Dans l'approche indienne, sanskrite, le baton est l'axe du monde, autour duquel va monter ou descendre l'énergie vitale et cosmique de la Kundalini (traduction : serpent de feu, mais aussi manifestation du Chi chinois, du Ki japonais, du Saint-Esprit chrérien ?). Les deux serpents symboliserait le passage, un pour qu'elle arrive, l'autre pour qu'elle parte. Dans cette tradition, reprise par le Yoga et le Tantrisme, le caducée et la représentaion parfois très précise des serpents et de leurs 7 intersections peut illustrer les roues du corps, les chakras (rappelons que ce mot sanskrit très chargé d'ésotérisme, signifie "roue"). On aurait ainsi, de bas en haut : le périnée, la zone génitale (attention, pas les organes sexuels, faux sens classique) , le plexus solaire, la région du cœur, la région de la gorge, la région du front, la fontanelle au sommet du crâne (le chakra couronne). La kundalini, dans la tradition herméneutique serait la "Force forte de toutes les forces"… Elle serait le principe féminin de Dieu, d'où peut-être la métaphore des serpents de la connaissance. Le caducée signifierait à la fois bien être physique au plus simple niveau d'interprétation et harmonie céleste, vacuité, plénitude, ouverture au monde pour le plus haut.
En voici une représentation artistique autant qu'ésotérique.
Sur ces questions passionnantes sur les chakras, le chiffre 7 et les innombrables interprétations qu'ils suscitent depuis des millénaires, je conseille l'analyse sérieuse à laquelle se livre Bernard Auriol, médecin psychiatre et psychanalyste.
En complément, pour en revenir à la statue de Gudéa, voici le "déroulé" , dessiné avec un commentaire sur la "copulation des vipères".
L'interprétation sexuelle est très fréquente dans toutes les traditions, le baton étant évidemment phallique donc masculin et les serpents qui l'entourent illustrant le principe féminin. Certains auteurs y voient l'universalité du Yin et du Yang qui réunit le principe masculin et féminin mais aussi la mort et la vie :
Voici trois représentations du caducée plus récentes. A gauche une moderne et assez ésotérique, à droite, une du Moyen Age (symbolisant celui de Mercure). En dessous, celle de l'ordre des Rose-Croix, très élaborée :
Et une autre représentation, aussi d'origine ésotérique :
En termes plus contemprorains, on peut aussi signaler que les deux serpents enroulés évoquent une double hélice qui correspondrait évidemment à l'ADN !! Ou encore à une méïose !! (avis aux amateurs : pour trouver d'autres symboliques biologiques ou cosmogoniques, n'hésitez pas !!!). En voici un exemple sur un site qui traite de la fertilité !

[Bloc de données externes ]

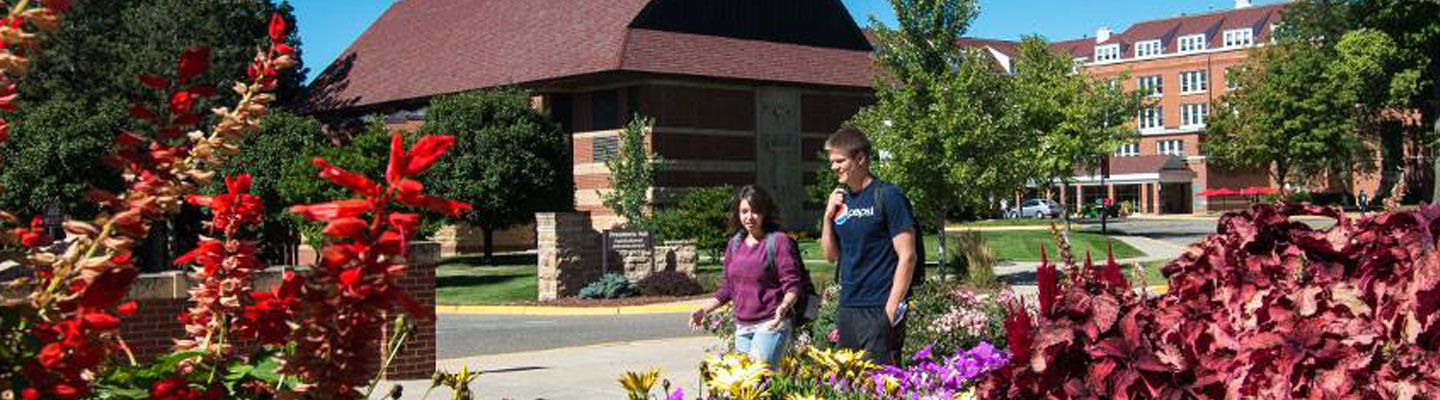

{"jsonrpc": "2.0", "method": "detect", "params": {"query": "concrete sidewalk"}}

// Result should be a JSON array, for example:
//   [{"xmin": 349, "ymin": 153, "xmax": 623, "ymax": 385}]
[
  {"xmin": 437, "ymin": 298, "xmax": 709, "ymax": 316},
  {"xmin": 372, "ymin": 336, "xmax": 719, "ymax": 400}
]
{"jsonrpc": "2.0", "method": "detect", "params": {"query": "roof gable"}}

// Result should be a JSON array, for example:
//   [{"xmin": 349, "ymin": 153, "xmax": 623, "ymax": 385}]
[{"xmin": 629, "ymin": 0, "xmax": 872, "ymax": 51}]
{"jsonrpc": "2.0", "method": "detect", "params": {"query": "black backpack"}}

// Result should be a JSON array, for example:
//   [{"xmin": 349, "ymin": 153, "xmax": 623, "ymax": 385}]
[{"xmin": 726, "ymin": 231, "xmax": 822, "ymax": 326}]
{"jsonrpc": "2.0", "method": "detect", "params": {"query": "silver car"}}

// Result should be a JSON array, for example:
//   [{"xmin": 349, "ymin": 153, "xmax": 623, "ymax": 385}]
[{"xmin": 1019, "ymin": 199, "xmax": 1062, "ymax": 218}]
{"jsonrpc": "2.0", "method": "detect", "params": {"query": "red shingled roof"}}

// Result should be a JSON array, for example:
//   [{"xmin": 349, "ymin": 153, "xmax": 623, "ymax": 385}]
[{"xmin": 303, "ymin": 0, "xmax": 874, "ymax": 113}]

Une autre interprétation insiste sur l'accouplement des serpents et la symbolique de la fécondité. Certains vont jusqu'à dire que le caducée est fait de deux serpents accouplés sur un phallus en érection ! Quoi qu'il en soit, le caducée semble l'une des plus anciennes images indo-européennes. Mais il rappelle aussi certaines représentations aztèques ou les dragons ailés chinois déjà cités. Ceux que cela intéressent peuvent voir le dessin très ésotérique - et pas du tout historique (!) sur le site Maudragon. Des études plus érudites cherchent des caducées chez beaucoup d'autres divinités, comme les Celtes par exemple (César parle du Mercure Gaulois) ou se préoccupent du genre du serpent, peut-être une couleuvre plutôt qu'une vipère).

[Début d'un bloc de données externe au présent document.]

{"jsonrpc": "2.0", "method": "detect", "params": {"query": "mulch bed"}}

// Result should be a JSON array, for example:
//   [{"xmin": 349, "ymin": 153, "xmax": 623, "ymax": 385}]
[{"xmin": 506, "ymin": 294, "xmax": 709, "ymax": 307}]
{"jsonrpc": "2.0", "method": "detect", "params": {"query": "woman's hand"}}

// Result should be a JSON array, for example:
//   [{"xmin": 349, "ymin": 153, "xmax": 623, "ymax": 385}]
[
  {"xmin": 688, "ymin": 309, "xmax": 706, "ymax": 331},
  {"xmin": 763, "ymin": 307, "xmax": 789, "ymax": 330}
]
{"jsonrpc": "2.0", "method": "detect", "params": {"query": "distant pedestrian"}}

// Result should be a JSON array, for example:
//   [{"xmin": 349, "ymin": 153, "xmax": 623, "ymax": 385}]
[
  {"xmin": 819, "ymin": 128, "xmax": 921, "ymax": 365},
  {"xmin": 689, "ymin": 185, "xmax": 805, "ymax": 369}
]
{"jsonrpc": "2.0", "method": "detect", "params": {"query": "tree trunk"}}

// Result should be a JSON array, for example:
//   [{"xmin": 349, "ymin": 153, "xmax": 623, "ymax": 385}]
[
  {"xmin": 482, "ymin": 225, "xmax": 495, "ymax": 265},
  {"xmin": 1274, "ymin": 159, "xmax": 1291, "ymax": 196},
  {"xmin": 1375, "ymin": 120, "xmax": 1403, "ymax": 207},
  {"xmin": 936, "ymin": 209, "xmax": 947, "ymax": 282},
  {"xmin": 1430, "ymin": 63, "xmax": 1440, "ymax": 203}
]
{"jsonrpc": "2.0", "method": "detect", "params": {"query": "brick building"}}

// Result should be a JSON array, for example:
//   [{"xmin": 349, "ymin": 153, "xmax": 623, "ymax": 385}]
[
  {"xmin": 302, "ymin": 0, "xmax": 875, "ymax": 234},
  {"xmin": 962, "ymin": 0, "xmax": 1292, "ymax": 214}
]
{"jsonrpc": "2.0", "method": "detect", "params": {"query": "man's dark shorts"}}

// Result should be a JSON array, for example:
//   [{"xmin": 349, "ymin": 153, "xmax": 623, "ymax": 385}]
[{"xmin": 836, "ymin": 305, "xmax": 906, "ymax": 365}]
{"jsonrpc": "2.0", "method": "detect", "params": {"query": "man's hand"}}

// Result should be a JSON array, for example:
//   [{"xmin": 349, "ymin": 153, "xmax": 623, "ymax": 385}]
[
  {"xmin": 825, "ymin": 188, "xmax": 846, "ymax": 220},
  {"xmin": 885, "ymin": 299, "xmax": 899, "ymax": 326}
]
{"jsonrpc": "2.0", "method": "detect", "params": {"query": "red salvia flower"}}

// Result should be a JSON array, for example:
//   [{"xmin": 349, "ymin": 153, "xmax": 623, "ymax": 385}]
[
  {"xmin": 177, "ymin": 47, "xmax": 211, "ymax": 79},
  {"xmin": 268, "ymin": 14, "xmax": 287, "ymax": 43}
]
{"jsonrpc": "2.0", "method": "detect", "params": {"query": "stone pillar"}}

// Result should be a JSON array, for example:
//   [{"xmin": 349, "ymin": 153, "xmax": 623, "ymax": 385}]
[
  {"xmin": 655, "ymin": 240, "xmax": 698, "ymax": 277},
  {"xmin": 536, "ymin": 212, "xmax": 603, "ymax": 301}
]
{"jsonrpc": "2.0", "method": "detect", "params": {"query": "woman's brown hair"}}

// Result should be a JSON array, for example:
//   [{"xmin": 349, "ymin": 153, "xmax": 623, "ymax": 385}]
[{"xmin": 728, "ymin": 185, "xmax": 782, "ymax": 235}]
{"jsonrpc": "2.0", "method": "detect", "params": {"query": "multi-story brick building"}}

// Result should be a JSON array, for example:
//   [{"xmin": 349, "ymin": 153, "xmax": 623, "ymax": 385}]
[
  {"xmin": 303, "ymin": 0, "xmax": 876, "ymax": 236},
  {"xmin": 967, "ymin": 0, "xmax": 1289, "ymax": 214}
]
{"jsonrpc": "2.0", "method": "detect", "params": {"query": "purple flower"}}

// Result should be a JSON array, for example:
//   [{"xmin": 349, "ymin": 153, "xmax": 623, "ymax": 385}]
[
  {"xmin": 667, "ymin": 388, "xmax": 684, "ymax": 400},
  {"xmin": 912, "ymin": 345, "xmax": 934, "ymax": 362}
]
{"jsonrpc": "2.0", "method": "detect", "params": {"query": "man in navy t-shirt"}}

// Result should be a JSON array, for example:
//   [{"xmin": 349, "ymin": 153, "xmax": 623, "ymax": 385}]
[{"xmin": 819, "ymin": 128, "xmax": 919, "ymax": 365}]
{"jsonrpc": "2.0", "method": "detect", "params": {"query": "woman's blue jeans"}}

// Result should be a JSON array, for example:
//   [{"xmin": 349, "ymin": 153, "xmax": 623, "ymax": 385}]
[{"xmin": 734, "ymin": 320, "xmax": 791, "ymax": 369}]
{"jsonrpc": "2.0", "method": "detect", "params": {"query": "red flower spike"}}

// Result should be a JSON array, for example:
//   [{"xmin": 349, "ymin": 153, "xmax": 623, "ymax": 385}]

Les Alchimistes n’ont pas manqué de donner eux aussi leur explication du caducée, puisqu'Hermès est aussi leur dieu : les deux serpents représenteraient les principes antagonistes (soufre/mercure, fixe/volatil, humide/sec, chaud/froid) qui doivent s’unifier dans l’or unitaire de la tige/axe du monde. De ce point de vue l'alchilmie vise la transformation intérieure, l'initiation et pas la vulgaire transformation du plomb en or qui n'est qu'un préalable, une cause facile à saisir pour les non initiés.
Vers le 16e siècle (ou peut-être avant)., une confusion est apparue avec le bâton (qui est donc aussi un caducée !) d'Esculape, et peu à peu, ce caducée a quitté le domaine de la médecine militaire auquel il avait été d’abord cantonné comme symbole de la paix, et il est devenu l'emblème de la profession médicale dans de nombreux pays (avec des petites variantes).

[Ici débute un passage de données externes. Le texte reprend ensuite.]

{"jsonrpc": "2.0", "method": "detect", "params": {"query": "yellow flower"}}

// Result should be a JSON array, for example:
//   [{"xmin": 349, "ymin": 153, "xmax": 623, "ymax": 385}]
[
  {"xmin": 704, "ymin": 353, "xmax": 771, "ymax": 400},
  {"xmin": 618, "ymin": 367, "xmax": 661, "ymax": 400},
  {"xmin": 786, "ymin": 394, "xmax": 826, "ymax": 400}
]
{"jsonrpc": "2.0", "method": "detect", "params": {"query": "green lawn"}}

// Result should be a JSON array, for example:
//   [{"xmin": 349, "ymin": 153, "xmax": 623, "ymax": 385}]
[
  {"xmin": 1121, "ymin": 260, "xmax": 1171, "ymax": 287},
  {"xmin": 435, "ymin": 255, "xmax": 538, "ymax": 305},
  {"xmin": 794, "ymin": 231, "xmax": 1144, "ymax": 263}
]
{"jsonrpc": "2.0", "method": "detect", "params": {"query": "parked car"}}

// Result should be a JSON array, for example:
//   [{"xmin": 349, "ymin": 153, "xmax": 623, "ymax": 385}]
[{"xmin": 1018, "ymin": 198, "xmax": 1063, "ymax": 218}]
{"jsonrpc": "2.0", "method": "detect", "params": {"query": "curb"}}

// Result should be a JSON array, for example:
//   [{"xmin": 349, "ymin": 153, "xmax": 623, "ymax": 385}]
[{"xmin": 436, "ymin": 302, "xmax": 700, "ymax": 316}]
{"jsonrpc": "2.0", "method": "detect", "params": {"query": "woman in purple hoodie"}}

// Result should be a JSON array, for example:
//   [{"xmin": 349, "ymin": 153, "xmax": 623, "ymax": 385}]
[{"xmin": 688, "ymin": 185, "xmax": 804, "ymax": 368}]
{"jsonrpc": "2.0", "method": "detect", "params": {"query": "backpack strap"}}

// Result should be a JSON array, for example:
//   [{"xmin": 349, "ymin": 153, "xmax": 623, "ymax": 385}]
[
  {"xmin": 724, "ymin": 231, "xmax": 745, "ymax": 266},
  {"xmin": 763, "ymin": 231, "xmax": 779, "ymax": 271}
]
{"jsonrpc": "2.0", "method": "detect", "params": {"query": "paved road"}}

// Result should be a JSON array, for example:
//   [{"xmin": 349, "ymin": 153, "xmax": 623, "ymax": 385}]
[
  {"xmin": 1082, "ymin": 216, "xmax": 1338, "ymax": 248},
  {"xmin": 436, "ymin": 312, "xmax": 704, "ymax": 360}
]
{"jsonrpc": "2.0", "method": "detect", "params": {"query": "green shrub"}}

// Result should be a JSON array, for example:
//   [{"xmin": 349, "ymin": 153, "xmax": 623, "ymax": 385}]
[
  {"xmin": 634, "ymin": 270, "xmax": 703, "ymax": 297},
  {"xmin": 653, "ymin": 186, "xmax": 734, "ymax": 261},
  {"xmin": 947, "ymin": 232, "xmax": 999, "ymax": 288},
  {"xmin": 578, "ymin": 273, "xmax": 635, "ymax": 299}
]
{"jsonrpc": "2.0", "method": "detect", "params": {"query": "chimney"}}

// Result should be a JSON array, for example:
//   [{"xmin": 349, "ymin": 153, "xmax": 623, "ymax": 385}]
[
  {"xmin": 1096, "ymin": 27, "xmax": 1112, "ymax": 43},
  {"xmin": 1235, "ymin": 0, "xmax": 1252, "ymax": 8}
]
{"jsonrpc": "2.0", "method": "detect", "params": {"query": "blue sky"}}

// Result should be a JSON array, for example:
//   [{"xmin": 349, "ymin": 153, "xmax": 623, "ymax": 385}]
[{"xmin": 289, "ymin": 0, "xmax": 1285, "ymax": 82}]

Asclépios est en principe représenté debout tenant à la main un bâton de pèlerin, symbole du voyageur universel, mais avec un seul serpent enroulé autour du bâton. Ce serpent - comme tous les autres - est symbole du savoir : En s'insinuant dans les fissures de la Terre, il était sensé connaître tous les secrets, les vertus des plantes médicinales, les mystères de la mort, le temps qu'il reste à vivre, etc. On peut dire aussi que le serpent se renouvelle constamment par la mue et apporte une symbolique fascinante de renaissance et de jeunesse perpétuelle On abandonne sa vieille peau pour renaître à soi même. Parfois, on va jusqu'à se nourrir de son ancienne enveloppe.
Dans le mythe, Asclépios vit un serpent qui se dirigeait vers lui, il lui tendit un bâton. L'animal s'y enroula. Asclépios frappa le sol et l'assomma. Un second serpent apparut, tenant dans sa gueule une herbe avec laquelle il rappela le premier à la vie. C'est ainsi qu'Asclépios eut la révélation de la vertu des herbes médicinales. Au caducée de cette première légende est venue s'ajouter le miroir, symbole de la prudence et de la sagesse (ou peut-être vieille trace de la franc-maçonnerie ?). Une enquête rapide sur l'internet montre qu'il existe pas loin de 3000 représentations en 2002 et plus de 12500 en 2009 recourant au caducée (rien qu'en langues francophones !! On notera que celui d'Hermès (avec deux serpents l'emporte TRES largement) sur celui d'Esculape et que de nombreux sites médicaux arborent d'ailleurs plutôt le premier plus ou moins stylisé mais toujours sous forme dialectique
Le caducée peut encore représenter la lutte entre les instincts et la maîtrise de soi ou les maladies et la santé, avec une issue forcément spirituelle (les ailes). Le serpent (unique) s'enroule autour du bâton qui symbolise l'arbre de vie, pour signifier la vanité domptée et soumise, son venin se transforme en remède, la force vitale pervertie retrouve la voie verticale montante qui permet la seule véritable guérison, celle de l'âme. Le caducée apparaît alors comme un symbole privilégié de l'équilibre psychosomatique, de l'harmonisation des désirs, de la mise en ordre de l'affectivité, de l'exigence de spiritualisation/sublimation qui président non seulement à la santé de l'âme mais codéterminent la santé du corps en éradiquant l'hubris.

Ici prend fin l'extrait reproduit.